We are reminded of the disruptions to air travel following the September 11 tragedy. Most analysts assumed that once Americans regained confidence in airport security that air travel would return to pre-9/11 levels. But they missed the fact that the new security procedures changed how at least some air travelers made trade-offs. As a consultant living in Cleveland at the time, I traveled frequently to Detroit. Prior to September 11th, the way to minimize door-to-door time was to fly, especially for an experienced traveler who was comfortable showing up at the airport after boarding had started. After September 11, longer and less predictable security lines required arriving at the airport significantly earlier. As a result, those of us minimizing the door-to-door time now chose to drive rather than fly. And while overall air travel miles did recover to pre-9/11 levels, this reduction in volume on routes that are a 4-5 hour drive became permanent. Being thoughtful about what might change coming out of the current situation will allow you to plan for the future that will be, not the past that was.

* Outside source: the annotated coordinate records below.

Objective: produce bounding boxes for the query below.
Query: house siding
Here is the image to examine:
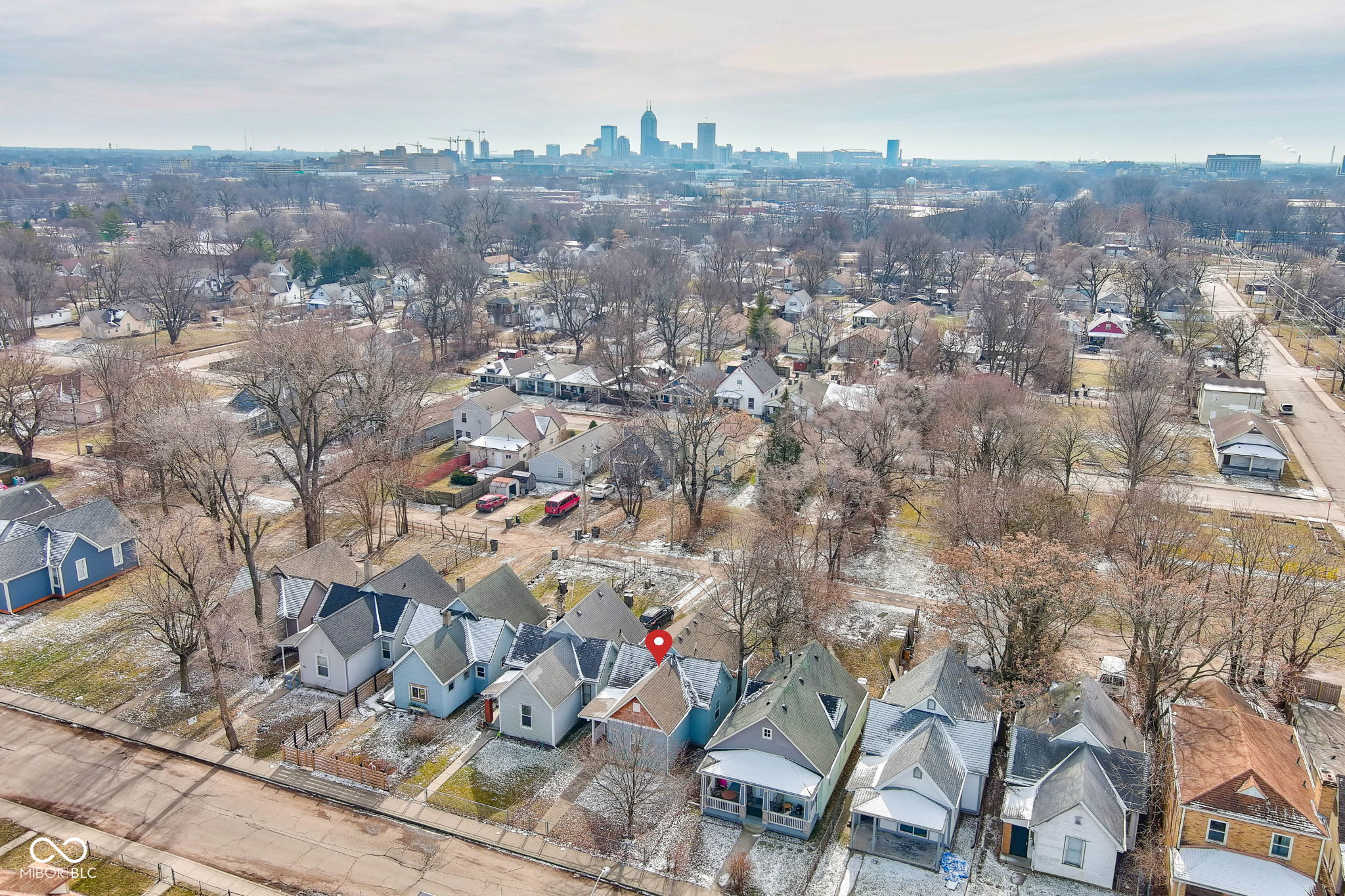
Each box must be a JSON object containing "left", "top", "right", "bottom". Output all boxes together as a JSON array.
[{"left": 1032, "top": 806, "right": 1116, "bottom": 889}]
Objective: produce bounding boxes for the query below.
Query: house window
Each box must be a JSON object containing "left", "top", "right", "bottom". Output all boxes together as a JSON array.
[{"left": 1060, "top": 837, "right": 1086, "bottom": 868}]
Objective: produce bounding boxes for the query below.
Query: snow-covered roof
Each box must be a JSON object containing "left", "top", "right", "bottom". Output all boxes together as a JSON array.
[
  {"left": 1172, "top": 846, "right": 1317, "bottom": 896},
  {"left": 701, "top": 750, "right": 822, "bottom": 798}
]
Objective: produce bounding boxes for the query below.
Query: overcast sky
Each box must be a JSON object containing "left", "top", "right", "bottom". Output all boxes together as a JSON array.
[{"left": 0, "top": 0, "right": 1345, "bottom": 163}]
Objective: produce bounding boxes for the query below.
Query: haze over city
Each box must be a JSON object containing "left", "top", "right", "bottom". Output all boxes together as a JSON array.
[{"left": 11, "top": 0, "right": 1345, "bottom": 161}]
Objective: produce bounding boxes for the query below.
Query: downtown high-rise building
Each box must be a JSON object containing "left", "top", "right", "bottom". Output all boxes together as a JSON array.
[
  {"left": 640, "top": 104, "right": 663, "bottom": 158},
  {"left": 695, "top": 121, "right": 714, "bottom": 161}
]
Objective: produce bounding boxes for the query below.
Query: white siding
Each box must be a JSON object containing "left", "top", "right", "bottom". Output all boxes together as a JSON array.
[{"left": 1032, "top": 806, "right": 1116, "bottom": 889}]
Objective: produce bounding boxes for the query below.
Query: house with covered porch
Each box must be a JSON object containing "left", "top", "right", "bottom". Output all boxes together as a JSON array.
[{"left": 698, "top": 641, "right": 869, "bottom": 838}]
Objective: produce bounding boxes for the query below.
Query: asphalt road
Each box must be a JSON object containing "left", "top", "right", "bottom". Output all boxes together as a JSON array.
[{"left": 0, "top": 710, "right": 612, "bottom": 896}]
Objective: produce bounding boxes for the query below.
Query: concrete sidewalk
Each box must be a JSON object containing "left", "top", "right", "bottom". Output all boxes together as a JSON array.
[
  {"left": 0, "top": 688, "right": 717, "bottom": 896},
  {"left": 0, "top": 800, "right": 284, "bottom": 896}
]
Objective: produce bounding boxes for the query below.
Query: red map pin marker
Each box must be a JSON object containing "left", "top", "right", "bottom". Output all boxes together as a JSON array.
[{"left": 644, "top": 629, "right": 672, "bottom": 662}]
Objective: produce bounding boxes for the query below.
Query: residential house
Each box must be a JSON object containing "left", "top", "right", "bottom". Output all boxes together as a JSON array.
[
  {"left": 468, "top": 407, "right": 565, "bottom": 467},
  {"left": 453, "top": 385, "right": 523, "bottom": 440},
  {"left": 850, "top": 299, "right": 897, "bottom": 329},
  {"left": 1196, "top": 371, "right": 1266, "bottom": 423},
  {"left": 481, "top": 584, "right": 646, "bottom": 747},
  {"left": 393, "top": 566, "right": 546, "bottom": 717},
  {"left": 229, "top": 539, "right": 364, "bottom": 638},
  {"left": 580, "top": 612, "right": 742, "bottom": 769},
  {"left": 714, "top": 357, "right": 784, "bottom": 416},
  {"left": 1209, "top": 412, "right": 1289, "bottom": 480},
  {"left": 527, "top": 423, "right": 621, "bottom": 488},
  {"left": 1000, "top": 675, "right": 1149, "bottom": 888},
  {"left": 1165, "top": 680, "right": 1341, "bottom": 896},
  {"left": 698, "top": 641, "right": 869, "bottom": 838},
  {"left": 835, "top": 326, "right": 888, "bottom": 362},
  {"left": 846, "top": 647, "right": 1000, "bottom": 868},
  {"left": 79, "top": 302, "right": 155, "bottom": 339},
  {"left": 1084, "top": 312, "right": 1130, "bottom": 348},
  {"left": 0, "top": 489, "right": 140, "bottom": 612}
]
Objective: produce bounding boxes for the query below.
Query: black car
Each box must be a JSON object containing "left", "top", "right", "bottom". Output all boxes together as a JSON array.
[{"left": 640, "top": 605, "right": 672, "bottom": 631}]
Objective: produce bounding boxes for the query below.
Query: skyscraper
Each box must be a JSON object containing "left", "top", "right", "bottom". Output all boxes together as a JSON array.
[
  {"left": 695, "top": 121, "right": 714, "bottom": 161},
  {"left": 640, "top": 104, "right": 663, "bottom": 158}
]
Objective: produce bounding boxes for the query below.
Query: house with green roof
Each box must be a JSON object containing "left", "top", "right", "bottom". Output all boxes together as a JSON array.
[{"left": 699, "top": 641, "right": 869, "bottom": 838}]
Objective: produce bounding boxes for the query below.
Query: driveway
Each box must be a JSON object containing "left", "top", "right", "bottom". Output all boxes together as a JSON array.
[{"left": 0, "top": 710, "right": 612, "bottom": 896}]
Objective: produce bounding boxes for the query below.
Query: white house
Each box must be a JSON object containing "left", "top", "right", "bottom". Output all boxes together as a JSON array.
[{"left": 1000, "top": 675, "right": 1149, "bottom": 889}]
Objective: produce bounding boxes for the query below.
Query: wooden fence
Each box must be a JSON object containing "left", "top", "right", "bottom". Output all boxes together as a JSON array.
[
  {"left": 281, "top": 669, "right": 393, "bottom": 752},
  {"left": 1294, "top": 678, "right": 1341, "bottom": 705},
  {"left": 280, "top": 744, "right": 387, "bottom": 790}
]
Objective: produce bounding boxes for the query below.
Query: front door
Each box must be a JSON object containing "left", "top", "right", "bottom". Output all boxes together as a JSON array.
[{"left": 1009, "top": 825, "right": 1028, "bottom": 859}]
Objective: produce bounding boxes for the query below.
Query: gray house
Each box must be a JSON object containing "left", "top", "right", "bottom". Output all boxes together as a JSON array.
[
  {"left": 699, "top": 641, "right": 869, "bottom": 838},
  {"left": 1000, "top": 677, "right": 1149, "bottom": 888},
  {"left": 846, "top": 647, "right": 1000, "bottom": 868}
]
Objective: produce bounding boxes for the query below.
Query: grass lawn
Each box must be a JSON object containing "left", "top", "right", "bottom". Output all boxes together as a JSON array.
[
  {"left": 0, "top": 570, "right": 172, "bottom": 712},
  {"left": 0, "top": 843, "right": 157, "bottom": 896}
]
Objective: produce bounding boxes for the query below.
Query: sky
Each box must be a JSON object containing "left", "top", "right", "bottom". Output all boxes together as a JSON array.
[{"left": 0, "top": 0, "right": 1345, "bottom": 163}]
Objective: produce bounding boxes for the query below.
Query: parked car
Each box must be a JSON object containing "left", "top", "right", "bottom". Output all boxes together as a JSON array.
[
  {"left": 640, "top": 605, "right": 672, "bottom": 631},
  {"left": 543, "top": 492, "right": 580, "bottom": 516}
]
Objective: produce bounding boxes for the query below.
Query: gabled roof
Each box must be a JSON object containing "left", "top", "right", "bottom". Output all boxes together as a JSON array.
[
  {"left": 882, "top": 647, "right": 996, "bottom": 721},
  {"left": 364, "top": 553, "right": 460, "bottom": 615},
  {"left": 1014, "top": 675, "right": 1145, "bottom": 751},
  {"left": 1170, "top": 687, "right": 1326, "bottom": 836},
  {"left": 41, "top": 498, "right": 136, "bottom": 548},
  {"left": 706, "top": 641, "right": 869, "bottom": 775},
  {"left": 272, "top": 539, "right": 363, "bottom": 587},
  {"left": 1032, "top": 746, "right": 1126, "bottom": 849},
  {"left": 457, "top": 565, "right": 546, "bottom": 626},
  {"left": 562, "top": 582, "right": 646, "bottom": 643}
]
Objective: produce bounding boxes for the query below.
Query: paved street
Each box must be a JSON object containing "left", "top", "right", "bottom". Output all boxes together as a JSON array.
[{"left": 0, "top": 710, "right": 611, "bottom": 896}]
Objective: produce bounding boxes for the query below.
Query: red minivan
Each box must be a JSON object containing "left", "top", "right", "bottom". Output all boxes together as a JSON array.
[{"left": 546, "top": 492, "right": 580, "bottom": 516}]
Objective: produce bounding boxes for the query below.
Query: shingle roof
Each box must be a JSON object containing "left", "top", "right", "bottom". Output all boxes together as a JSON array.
[
  {"left": 706, "top": 641, "right": 869, "bottom": 775},
  {"left": 1032, "top": 744, "right": 1126, "bottom": 847},
  {"left": 272, "top": 539, "right": 363, "bottom": 587},
  {"left": 1014, "top": 675, "right": 1145, "bottom": 750},
  {"left": 563, "top": 583, "right": 647, "bottom": 643},
  {"left": 882, "top": 647, "right": 996, "bottom": 721},
  {"left": 41, "top": 498, "right": 136, "bottom": 548},
  {"left": 366, "top": 553, "right": 457, "bottom": 607},
  {"left": 457, "top": 565, "right": 546, "bottom": 626}
]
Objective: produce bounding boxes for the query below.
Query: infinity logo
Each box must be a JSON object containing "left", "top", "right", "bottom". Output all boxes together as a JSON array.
[{"left": 28, "top": 837, "right": 89, "bottom": 865}]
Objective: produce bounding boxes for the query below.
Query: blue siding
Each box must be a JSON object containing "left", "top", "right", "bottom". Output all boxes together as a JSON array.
[
  {"left": 60, "top": 538, "right": 136, "bottom": 594},
  {"left": 5, "top": 567, "right": 53, "bottom": 612}
]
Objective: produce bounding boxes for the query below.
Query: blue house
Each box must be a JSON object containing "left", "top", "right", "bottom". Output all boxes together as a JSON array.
[{"left": 0, "top": 489, "right": 139, "bottom": 612}]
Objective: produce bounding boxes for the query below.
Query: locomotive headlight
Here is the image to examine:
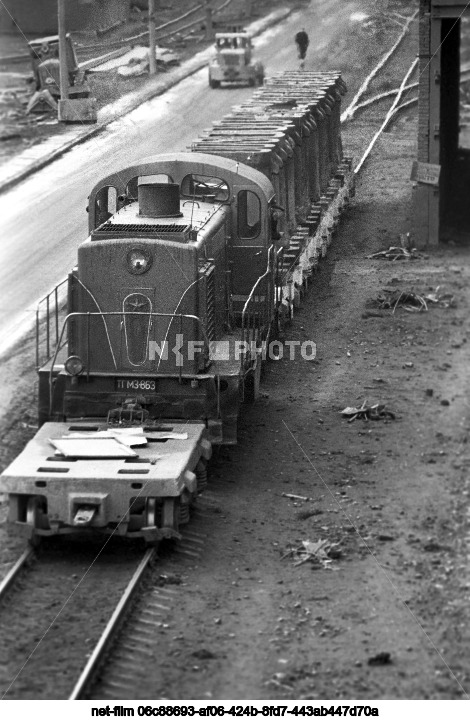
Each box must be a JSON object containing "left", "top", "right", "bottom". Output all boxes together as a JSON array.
[
  {"left": 127, "top": 248, "right": 152, "bottom": 275},
  {"left": 64, "top": 355, "right": 83, "bottom": 376}
]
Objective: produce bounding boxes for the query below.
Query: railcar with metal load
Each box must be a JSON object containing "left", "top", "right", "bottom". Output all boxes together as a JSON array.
[{"left": 0, "top": 71, "right": 353, "bottom": 542}]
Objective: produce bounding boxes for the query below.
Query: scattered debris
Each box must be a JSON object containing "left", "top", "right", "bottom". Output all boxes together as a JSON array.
[
  {"left": 88, "top": 45, "right": 180, "bottom": 77},
  {"left": 341, "top": 401, "right": 395, "bottom": 423},
  {"left": 157, "top": 573, "right": 182, "bottom": 586},
  {"left": 377, "top": 288, "right": 428, "bottom": 313},
  {"left": 281, "top": 539, "right": 340, "bottom": 568},
  {"left": 191, "top": 648, "right": 217, "bottom": 661},
  {"left": 367, "top": 651, "right": 392, "bottom": 666},
  {"left": 366, "top": 245, "right": 421, "bottom": 260},
  {"left": 377, "top": 533, "right": 395, "bottom": 542},
  {"left": 281, "top": 493, "right": 314, "bottom": 501},
  {"left": 424, "top": 285, "right": 457, "bottom": 308}
]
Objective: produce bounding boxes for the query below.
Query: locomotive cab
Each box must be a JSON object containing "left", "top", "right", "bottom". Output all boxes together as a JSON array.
[{"left": 40, "top": 153, "right": 280, "bottom": 443}]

- Understand the option value of flexibility. Too often, managers are rewarded, often implicitly, for displaying confidence. But the truth is that the future is always full of uncertainty. Acknowledging this should lead to a preference for actions that maintain or expand our options in the future over those that lock us into a course of action. In the 2008-2009 recession, for example, Honeywell made a corporate decision to manage through the downturn with furloughs, forced unpaid vacations and wage freezes rather than lay-offs. While lots of employees grumbled about the pay cuts at the time, this allowed Honeywell to rebound more quickly than other companies when the recovery occurred, as they did not have to hire or train employees. Understanding that the impact of decisions you make today is not just their short-term financial impact, but the value of the options that they create and/or close-out is critical to crafting your response to this crisis
Obviously, we don’t have all the answers. Every company faces a different situation and the near-term imperative to keep our employees and our communities safe outweighs any financial consideration. But make no mistake, the decisions you are making now have a long-term impact. Making those decisions in the right context and from the right perspective could make all the difference in how you are positioned for the recovery that will come.